Note the blue circle.
One of the Magdalen islands is named île du Corps Mort.  "Corps Mort" means 'dead body'. You would think this an odd name for a beer, but I have consumed it, and I have a bottle of the stuff in my fridge. I'm not sure who's body is being referred to, but the beer is flavoured with smoked herring and other similarly 'wild' ingredients, so says its maker. This is not a weak-kneed beer; its flavour is robust (to say the least) and it is 11% alcohol. Expensive, too, and the brewery produces a broad palette of products.

In a rather isolated location there is a popular nightspot that is packed with mainly local revellers on the weekends. We joined them to listen to the fiddle music - and a great deal more, they were really jamming - and at this place you could get a 'sampler' of a half-dozen flavours produced by the brewery responsible for "Corps Mort". I ordered one.


I don't recall if it was the second to the last, or that last sample that struck me as noteworthy, but it wasn't Corps Mort. I said to my significant other that it smelled like cat pee. She appeared to be personally offended, as if she had some close connection to the brewery, but I was being as accurate as I could. Then I tasted it. It tasted like cat pee, as far as I could guess. As it happens it is not available anywhere off the islands, so you are safe.


When it was time to fly home from this magical place, we didn't.
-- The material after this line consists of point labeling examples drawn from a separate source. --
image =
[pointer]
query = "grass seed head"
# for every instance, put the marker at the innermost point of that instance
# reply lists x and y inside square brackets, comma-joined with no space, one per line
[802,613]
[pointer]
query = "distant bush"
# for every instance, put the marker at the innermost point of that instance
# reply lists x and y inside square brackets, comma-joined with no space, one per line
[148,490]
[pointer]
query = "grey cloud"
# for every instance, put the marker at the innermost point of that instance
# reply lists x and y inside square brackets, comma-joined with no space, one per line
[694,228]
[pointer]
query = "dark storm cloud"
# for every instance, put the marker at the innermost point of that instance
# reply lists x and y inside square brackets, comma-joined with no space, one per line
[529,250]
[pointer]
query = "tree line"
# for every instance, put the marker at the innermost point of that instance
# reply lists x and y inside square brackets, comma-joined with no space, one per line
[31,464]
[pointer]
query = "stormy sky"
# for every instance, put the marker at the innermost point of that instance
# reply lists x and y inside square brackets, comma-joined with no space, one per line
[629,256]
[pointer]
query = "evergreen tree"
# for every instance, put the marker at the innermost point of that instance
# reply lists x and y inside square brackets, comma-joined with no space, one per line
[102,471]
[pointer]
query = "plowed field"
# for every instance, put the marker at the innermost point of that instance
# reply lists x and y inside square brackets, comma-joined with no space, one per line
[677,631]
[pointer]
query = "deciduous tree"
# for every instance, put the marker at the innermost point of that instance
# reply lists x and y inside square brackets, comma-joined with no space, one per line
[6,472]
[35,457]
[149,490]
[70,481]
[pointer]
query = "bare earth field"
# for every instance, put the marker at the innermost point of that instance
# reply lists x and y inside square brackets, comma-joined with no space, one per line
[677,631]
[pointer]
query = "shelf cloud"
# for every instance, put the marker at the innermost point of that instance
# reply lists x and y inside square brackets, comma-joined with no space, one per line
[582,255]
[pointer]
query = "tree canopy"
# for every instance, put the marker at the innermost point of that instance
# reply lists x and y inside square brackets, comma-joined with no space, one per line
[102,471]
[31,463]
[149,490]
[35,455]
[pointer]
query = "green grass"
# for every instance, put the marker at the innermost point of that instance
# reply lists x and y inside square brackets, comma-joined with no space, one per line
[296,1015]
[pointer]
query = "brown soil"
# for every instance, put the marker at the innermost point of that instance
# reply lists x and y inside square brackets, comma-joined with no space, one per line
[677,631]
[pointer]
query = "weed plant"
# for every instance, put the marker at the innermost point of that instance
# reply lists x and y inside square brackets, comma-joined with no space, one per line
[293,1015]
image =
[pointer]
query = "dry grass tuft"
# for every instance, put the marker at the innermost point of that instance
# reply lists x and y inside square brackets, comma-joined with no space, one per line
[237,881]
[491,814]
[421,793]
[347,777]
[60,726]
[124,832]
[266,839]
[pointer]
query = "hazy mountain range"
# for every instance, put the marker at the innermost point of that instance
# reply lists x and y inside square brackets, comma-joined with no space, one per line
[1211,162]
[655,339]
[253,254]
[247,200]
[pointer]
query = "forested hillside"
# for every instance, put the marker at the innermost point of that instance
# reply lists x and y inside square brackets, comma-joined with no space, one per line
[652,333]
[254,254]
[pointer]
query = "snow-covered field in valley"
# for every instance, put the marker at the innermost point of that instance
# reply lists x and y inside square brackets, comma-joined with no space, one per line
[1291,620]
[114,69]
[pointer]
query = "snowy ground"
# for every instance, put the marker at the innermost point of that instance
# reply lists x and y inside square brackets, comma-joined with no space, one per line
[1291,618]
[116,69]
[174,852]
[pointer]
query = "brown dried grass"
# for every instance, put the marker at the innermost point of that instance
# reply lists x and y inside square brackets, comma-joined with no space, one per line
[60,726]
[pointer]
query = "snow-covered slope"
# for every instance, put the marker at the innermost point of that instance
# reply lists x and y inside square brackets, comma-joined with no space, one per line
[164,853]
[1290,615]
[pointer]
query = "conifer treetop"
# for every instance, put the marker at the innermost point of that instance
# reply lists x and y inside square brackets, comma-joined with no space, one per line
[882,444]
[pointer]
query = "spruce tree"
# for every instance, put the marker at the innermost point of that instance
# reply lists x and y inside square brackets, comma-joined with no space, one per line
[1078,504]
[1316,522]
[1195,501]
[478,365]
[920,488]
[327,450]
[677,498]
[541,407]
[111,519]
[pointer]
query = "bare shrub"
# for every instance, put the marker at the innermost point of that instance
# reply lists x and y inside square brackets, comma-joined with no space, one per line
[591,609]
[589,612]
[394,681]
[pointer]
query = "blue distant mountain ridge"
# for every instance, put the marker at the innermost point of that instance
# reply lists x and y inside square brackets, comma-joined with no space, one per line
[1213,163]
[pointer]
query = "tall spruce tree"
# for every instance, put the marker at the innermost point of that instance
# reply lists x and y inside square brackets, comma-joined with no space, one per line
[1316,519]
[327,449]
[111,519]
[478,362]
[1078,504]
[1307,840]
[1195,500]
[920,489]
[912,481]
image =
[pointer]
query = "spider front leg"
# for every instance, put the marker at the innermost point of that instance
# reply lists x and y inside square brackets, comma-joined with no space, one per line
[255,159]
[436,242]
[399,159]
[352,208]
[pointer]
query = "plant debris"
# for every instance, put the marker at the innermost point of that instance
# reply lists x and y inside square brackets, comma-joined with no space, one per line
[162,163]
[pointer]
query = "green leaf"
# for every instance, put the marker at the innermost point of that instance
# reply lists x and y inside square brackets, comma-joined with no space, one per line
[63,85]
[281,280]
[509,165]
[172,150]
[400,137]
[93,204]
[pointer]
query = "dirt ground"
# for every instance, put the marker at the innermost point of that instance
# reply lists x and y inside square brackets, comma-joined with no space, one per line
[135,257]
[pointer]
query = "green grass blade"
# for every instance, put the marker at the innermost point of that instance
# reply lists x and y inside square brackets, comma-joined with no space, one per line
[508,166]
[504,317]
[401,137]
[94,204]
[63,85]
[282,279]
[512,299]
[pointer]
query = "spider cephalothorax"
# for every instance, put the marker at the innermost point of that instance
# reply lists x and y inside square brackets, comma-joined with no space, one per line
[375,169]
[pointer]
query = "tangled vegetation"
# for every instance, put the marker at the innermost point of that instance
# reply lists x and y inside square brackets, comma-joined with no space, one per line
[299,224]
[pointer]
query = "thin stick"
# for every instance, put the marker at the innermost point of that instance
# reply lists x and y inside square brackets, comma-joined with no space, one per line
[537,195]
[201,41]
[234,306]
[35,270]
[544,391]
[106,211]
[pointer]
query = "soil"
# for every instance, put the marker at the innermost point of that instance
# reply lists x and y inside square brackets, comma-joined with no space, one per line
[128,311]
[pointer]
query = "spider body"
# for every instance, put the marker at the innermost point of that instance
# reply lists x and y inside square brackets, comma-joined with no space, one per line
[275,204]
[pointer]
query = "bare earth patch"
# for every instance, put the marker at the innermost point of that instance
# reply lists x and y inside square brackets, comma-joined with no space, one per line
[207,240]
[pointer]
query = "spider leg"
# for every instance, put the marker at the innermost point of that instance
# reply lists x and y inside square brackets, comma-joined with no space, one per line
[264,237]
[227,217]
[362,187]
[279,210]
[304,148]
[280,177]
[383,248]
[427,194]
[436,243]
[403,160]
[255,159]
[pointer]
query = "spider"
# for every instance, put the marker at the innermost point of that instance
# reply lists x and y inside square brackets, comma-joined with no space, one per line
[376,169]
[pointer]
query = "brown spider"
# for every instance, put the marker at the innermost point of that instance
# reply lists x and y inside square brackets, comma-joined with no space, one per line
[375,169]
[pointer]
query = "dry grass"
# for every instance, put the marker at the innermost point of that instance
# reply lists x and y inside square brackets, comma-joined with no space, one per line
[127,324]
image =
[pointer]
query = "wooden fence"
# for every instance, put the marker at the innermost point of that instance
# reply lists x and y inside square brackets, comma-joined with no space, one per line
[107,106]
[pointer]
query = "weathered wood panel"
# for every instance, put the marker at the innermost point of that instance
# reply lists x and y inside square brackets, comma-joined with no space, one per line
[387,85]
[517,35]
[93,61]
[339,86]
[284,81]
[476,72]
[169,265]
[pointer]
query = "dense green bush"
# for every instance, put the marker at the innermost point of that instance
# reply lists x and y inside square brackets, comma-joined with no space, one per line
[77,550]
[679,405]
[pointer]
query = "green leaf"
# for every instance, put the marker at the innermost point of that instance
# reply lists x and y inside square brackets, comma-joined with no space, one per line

The airplane was broken, and the rules required that a certain type of technician was needed to examine the problem, but there wasn't such a technician to be had. After waiting for many hours we were informed that the airline would have to fly in a technician from Halifax, Nova Scotia, another province of Canada! We were offered hotel rooms, because it would be during the night that the tech would arrive to patch the plane, and we were told to be ready for pick-up at the hotel at 4:45 the following morning. Groan. . . I was not aware that there was an actual hotel on the islands, but there you have it.


It was twilight and the view from the hotel was spare, but agreeable. I'm a 'visual person', so I look at everything, but it was a sound that caught my attention. A snarling, throaty, resonant rumbling came rolling down a small valley to the north. An honest-to-god Porsche Carrera Turbo, in yellow! It was winding its way up a little road through an area of neat, modest, brightly coloured houses - which describes almost all of the houses here - with the driver dutifully rowing through the gears, carrying on into the sunset.  



From the Web, sorry, but it looked exactly like this. Image slightly adjusted.

I would be very surprised if the owner of that car lives on the Magdalen Islands. The car surely must have arrived by ferry, because, from what I was told nobody makes enough money on the islands to buy such a thing (nor would it make any sense to own one on the islands), but it could belong to the owner of an upscale 'getaway' vacation house, since those are starting to pop up on the islands, making real estate prices climb. Not a wonderful investment in my view. With global warming the weather is changing, the sandstone cliffs and other parts of the islands are eroding at the rate of one meter per year in certain areas. In mere moments, geologically speaking, the whole place will have vanished. 


The Magdalen Islands are not a place where you can enjoy driving your Porsche in a spirited way, lest you wind up in salt water, but if you enjoy walking for endless kilometre after kilometre on broad sand beaches with no other people on them, pack your bags.